Table of Contents

Class HtmlDocument

Namespace
HtmlAgilityPack
Assembly
HtmlAgilityPack.dll

Represents a complete HTML document.

public class HtmlDocument : IXPathNavigable
Inheritance
HtmlDocument
Implements
IXPathNavigable
Inherited Members

Constructors

HtmlDocument()

Creates an instance of an HTML document.

public HtmlDocument()

Fields

BackwardCompatibility

True to stay backward compatible with previous version of HAP. This option does not guarantee 100% compatibility.

public bool BackwardCompatibility

Field Value

bool

DisableServerSideCode

True to disable, false to enable the server side code.

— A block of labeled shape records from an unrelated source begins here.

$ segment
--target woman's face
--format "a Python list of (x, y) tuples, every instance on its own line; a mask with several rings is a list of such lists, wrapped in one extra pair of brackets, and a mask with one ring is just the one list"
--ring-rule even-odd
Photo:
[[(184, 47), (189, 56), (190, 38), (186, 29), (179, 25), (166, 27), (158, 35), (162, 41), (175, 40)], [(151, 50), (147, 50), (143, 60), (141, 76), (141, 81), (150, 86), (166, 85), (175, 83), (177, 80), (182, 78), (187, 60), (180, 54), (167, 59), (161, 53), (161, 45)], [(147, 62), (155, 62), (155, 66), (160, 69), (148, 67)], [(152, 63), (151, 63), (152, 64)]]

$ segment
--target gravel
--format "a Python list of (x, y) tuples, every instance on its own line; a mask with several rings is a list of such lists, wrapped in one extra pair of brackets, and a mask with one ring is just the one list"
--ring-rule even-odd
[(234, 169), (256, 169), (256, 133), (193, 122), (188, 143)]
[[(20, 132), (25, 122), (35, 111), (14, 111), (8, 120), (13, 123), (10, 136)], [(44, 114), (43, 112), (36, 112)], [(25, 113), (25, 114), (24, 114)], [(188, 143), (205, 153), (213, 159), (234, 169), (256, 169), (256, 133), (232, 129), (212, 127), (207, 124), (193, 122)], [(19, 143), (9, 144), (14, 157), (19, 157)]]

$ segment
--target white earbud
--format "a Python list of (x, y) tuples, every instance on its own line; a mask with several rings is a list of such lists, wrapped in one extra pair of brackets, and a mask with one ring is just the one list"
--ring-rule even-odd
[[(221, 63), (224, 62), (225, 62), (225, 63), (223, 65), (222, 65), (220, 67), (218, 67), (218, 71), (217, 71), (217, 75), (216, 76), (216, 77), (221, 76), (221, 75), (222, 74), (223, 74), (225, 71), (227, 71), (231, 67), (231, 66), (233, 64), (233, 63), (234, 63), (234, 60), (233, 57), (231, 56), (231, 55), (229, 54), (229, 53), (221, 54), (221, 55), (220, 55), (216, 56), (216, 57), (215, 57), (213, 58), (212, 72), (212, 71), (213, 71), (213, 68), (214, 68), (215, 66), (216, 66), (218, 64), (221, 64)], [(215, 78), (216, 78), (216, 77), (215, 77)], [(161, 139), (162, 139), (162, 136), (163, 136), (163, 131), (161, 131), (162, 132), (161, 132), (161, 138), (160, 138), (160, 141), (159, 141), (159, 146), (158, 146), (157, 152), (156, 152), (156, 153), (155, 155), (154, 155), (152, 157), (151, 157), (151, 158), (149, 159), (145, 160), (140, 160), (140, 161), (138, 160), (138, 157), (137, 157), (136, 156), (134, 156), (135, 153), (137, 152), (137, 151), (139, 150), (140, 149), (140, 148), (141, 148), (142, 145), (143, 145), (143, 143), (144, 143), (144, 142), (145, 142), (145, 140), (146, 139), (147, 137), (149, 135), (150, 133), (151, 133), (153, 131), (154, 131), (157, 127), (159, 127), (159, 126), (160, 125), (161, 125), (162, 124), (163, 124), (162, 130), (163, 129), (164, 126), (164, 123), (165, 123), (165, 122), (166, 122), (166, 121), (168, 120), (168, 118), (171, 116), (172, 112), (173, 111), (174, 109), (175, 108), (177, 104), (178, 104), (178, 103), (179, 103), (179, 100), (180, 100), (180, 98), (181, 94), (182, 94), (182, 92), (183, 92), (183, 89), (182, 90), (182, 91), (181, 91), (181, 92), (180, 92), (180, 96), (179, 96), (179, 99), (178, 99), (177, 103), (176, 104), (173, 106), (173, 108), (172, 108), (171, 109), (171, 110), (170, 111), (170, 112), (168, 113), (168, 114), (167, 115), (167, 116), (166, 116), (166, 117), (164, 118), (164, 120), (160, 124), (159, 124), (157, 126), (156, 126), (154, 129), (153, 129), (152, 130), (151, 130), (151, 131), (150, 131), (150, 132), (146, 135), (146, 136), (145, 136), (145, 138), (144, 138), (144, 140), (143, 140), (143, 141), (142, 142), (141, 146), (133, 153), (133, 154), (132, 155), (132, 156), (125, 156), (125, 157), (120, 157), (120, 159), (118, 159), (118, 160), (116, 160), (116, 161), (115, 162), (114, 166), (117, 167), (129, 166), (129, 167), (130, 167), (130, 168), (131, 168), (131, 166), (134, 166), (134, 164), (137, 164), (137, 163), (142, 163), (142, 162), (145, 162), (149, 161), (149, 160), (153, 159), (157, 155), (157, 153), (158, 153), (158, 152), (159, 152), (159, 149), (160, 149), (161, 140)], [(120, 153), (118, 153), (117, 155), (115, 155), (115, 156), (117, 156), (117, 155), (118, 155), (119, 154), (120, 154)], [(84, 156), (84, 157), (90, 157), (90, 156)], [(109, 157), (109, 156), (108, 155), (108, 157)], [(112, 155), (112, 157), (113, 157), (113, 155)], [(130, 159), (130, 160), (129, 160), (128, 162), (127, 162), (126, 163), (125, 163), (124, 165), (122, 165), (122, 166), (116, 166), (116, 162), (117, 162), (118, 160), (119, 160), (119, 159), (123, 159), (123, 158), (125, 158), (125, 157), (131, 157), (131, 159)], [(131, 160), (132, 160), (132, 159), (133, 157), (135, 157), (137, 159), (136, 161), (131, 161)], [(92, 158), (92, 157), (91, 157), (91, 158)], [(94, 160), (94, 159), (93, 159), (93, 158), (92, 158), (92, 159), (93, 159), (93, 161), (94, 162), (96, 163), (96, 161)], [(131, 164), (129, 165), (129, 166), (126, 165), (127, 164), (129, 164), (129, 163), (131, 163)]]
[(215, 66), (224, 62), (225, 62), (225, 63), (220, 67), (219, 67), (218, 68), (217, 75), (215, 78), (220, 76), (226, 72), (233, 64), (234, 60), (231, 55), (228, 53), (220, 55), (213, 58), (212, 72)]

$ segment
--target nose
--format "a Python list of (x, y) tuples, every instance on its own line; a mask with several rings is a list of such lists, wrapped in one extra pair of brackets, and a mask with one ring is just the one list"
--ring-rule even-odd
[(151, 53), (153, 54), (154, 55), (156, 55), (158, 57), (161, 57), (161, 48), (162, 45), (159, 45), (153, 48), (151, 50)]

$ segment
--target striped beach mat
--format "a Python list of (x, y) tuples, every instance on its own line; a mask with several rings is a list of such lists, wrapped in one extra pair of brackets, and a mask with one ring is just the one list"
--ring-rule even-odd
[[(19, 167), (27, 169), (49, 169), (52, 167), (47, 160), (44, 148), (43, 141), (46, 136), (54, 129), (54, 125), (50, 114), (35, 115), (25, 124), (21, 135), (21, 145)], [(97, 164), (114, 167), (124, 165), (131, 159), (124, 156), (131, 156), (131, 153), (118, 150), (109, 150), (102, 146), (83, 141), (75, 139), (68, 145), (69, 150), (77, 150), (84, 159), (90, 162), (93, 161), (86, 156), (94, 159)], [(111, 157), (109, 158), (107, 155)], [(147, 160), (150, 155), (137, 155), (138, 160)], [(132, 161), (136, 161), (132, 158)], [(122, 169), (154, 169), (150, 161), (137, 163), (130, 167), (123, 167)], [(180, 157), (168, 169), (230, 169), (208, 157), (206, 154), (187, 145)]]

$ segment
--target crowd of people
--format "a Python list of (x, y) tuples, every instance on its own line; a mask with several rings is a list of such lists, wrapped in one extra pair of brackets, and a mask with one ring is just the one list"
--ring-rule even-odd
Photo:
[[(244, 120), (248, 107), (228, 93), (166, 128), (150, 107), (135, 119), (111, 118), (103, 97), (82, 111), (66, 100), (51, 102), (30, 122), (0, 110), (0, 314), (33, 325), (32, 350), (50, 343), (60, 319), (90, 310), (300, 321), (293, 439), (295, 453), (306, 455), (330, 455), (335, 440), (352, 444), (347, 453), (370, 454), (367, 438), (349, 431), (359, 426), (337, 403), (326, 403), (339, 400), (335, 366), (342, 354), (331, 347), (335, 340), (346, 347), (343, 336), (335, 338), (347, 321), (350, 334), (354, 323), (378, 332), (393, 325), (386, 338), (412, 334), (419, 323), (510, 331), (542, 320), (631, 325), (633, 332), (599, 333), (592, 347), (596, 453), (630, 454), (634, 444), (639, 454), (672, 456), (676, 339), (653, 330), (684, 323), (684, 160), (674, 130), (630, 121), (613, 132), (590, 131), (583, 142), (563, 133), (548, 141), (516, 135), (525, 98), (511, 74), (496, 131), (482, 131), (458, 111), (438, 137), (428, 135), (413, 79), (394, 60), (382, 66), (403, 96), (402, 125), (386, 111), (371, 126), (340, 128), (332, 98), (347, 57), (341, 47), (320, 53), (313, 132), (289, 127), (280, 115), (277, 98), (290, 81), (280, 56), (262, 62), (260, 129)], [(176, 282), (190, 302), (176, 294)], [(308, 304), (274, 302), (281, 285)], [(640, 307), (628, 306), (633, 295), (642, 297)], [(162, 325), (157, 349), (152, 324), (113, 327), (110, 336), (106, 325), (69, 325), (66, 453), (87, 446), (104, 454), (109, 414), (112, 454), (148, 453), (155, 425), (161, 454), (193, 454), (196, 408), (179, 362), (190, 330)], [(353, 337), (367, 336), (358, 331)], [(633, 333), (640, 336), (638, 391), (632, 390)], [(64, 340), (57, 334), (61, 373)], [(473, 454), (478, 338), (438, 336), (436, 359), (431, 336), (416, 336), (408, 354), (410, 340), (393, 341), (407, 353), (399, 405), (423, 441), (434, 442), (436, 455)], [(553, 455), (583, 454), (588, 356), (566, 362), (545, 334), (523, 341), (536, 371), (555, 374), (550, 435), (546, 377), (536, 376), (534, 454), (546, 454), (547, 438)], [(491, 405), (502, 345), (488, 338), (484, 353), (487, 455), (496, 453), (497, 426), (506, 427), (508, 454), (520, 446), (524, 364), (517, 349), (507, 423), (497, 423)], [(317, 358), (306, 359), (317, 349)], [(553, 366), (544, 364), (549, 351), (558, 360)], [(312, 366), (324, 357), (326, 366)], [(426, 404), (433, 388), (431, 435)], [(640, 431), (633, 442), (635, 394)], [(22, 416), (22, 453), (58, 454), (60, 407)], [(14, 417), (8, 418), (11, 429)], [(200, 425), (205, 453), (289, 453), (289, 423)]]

public bool DisableServerSideCode

Field Value

bool

GlobalAttributeValueQuote

Defines the global attribute value quote. When specified, it will always win.

public AttributeValueQuote? GlobalAttributeValueQuote

Field Value

AttributeValueQuote?

OptionAddDebuggingAttributes

Adds Debugging attributes to node. Default is false.

public bool OptionAddDebuggingAttributes

Field Value

bool

OptionAutoCloseOnEnd

Defines if closing for non closed nodes must be done at the end or directly in the document. Setting this to true can actually change how browsers render the page. Default is false.

public bool OptionAutoCloseOnEnd

Field Value

bool

OptionCheckSyntax

Defines if non closed nodes will be checked at the end of parsing. Default is true.

public bool OptionCheckSyntax

Field Value

bool

OptionComputeChecksum

Defines if a checksum must be computed for the document while parsing. Default is false.

public bool OptionComputeChecksum

Field Value

bool

OptionDefaultStreamEncoding

Defines the default stream encoding to use. Default is System.Text.Encoding.Default.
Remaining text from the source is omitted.